After August of ’09, I switched to revolvers exclusively until I started the Quest for Master Class in July of 2010.  If you track the data from shooting revolvers, my classifier scores start with the mid 110s and continue to track downward.  After shooting revolvers for a year, the Quest for Master Class began and I once again started shooting a semi-auto that was eligible for Enhanced Service Pistol.

7/2/2010 – 99.81
7/11/2010 – 84.66
8/11/2010 – 87.12
9/1/2010 – 90.70

I’ve not fired the classifier since then; however you can actually see a true downward trend in my scores over time. What’s happened since that very first classifier? I’ve had training, and practice time. A class with Todd Jarrett, a class at Gunsite, shooting major matches and picking the brains of the GMs there, and lots and lots of practice.
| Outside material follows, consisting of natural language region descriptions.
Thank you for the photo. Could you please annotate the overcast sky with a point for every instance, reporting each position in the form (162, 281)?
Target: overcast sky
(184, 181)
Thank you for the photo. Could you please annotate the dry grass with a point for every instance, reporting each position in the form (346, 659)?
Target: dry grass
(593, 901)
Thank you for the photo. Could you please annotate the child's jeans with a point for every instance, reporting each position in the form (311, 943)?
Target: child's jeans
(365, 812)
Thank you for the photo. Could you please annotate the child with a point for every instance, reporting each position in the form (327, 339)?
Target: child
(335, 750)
Right now I’m hovering around low master scores for Enhanced Service Pistol, and I truly believe that a little bit more practice and range time will have me shrinking those times down to the mid to high 70-second range.

Like I said, you don’t have have to get training.  But if you want to do more than shoot mediocre groups at 25 feet and want to be able to point to actual data points and say “I am objectively better as a shooter than I was 3 years ago” then training is for you!